It was a stunning view, we were on a bluff that over looked the city, the stars had all come out for the event, and even the moon was in full display. The city lights below shone like a bed of gemstones atop a lit table. I turned to look at him and he was not towering over me at his 6'4" height - he was kneeling. He took my hand and softly spoke my name and from that moment on I cannot exactly remember what was said. I do recall pulling him up, by his shirt, from his knee and hugging him with all my might. I knew there was a ring on my finger, but I had no clue what it looked like. All I knew was that at some point he said, "Will you marry me?" and I said, "Yes." As proposals go - it may not have been the best; however it could not have been bad - after all I said, "Yes" and we have been married for 23 years.
Now some twenty+ years later, I get a glimpse into my husband's preparation for that unforgettable night. I am the retail jeweler that plays a part in that night by assisting in the selection of the "symbol" of that request, commitment and promise.

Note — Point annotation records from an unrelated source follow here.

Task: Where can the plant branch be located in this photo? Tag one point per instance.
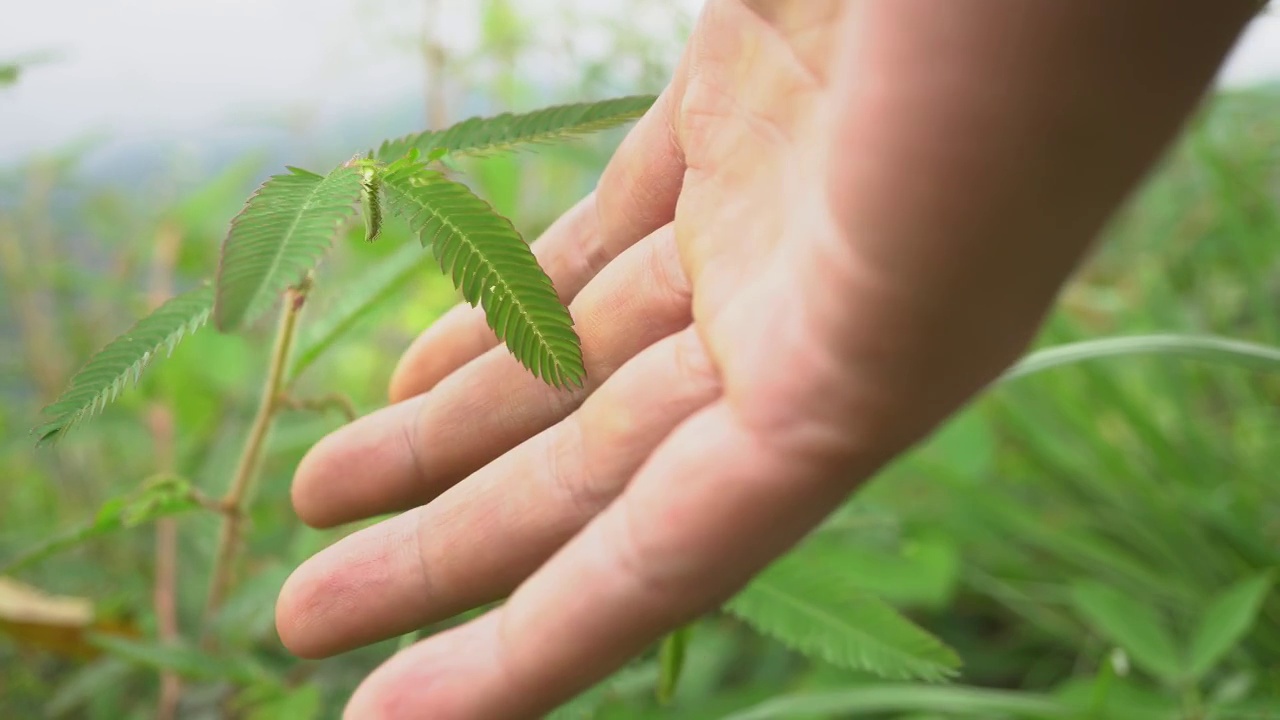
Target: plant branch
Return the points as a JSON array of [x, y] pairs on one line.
[[234, 504]]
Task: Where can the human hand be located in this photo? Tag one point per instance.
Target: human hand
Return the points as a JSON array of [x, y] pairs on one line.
[[807, 254]]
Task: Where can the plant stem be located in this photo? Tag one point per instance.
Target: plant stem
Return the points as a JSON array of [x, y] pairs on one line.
[[237, 499]]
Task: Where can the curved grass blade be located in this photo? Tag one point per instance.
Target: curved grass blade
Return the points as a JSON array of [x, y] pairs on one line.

I must admit that as each hopeful groom passes through my door I get more and more confused and at a loss to understand this next generation. I recently had a client come in to purchase an engagement ring. He came through the door saying that she wanted a 1+ carat round brilliant diamond with a good color, ideal cut and good clarity. After spending 3 hours with him, attempting the impossible (made impossible by his $2K budget), I sent him out the door to rethink things. He could not give her what she wanted and spend what he wanted. I told him, "Welcome to the world of marriage - marriage is about compromise and one of you has to bend." I explained that I would love to help him in his quest however his quest had to be reasonable.
As he left I wondered what her proposal would look like. Would they stand on a bluff in the beauty of the night, with him on one knee? Would she pull him to his feet by his shirt and proclaim, "YES" or would she say, "Well, I do not know. Let me run back to the car to view the ring in the light." Would she say, "I will give you my answer in the morning when I can see the ring"?
Yesterday I met with a client that was looking for a "certified" diamond. It had to have papers. I have no issue with that, but I will admit that his insistence had caught me a bit off guard. I dealt with my "off balance" feelings by chalking it up to him being one of those people that will have a registered breed dog, authentic Waterford Crystal and is suspicious of everything. I did have some fun with him because I think I caught him a little off guard when instead of pulling out diamonds to show him I pulled out nothing but certificates.
As he left the office, with papers and diamond in hand, I could not help but play out his proposal. I could picture it. He stands before her reading the certification, then hands it over to her along with the ring. In turn she hands over a copy of her birth certificate, family pedigree and health records - and they are now officially engaged.
I understand that I am a bit out of touch with things. I am always the last to hear about a plane crash or the latest lottery winner. My time is consumed by my business and by my family so I am sure I missed something. I would really like someone to help me understand... When did the RING stop being a SYMBOL of the commitment and become the focus of a marriage? Would she really say NO if she did not get her one carat? When did the focus of a proposal shift from the commitment and union of two lives to the type of ring he proposes with?
Silly me, as a retail jeweler, I thought it was my job to assist in finding the perfect ring that matched the uniqueness of their relationship and love. I thought that with a GIA diploma and years of experience I was well prepared to perform my job - and I was - until someone changed my job description. Now my job description states that I am a go-for. I am dictated to by clients that know nothing about diamonds. I am told, "Go find me a (alphabet soup) diamond and put it in this ring (showing me a print out of a picture she e-mailed him) and do it for (blank) amount of money." I am forced to work under the implied impression that if I cannot perform the dictated task she will not be happy and I will be a failure.
Perhaps I could be more successful in my job if someone could help me understand - when did the real question of "Will you marry me?" become "Will you accept this ring?" On second thought, with divorce rates at 50+%, bankruptcy at an all time high, and staggering foreclosure rates - I am not sure I want to understand how the focus became the ring instead of the commitment.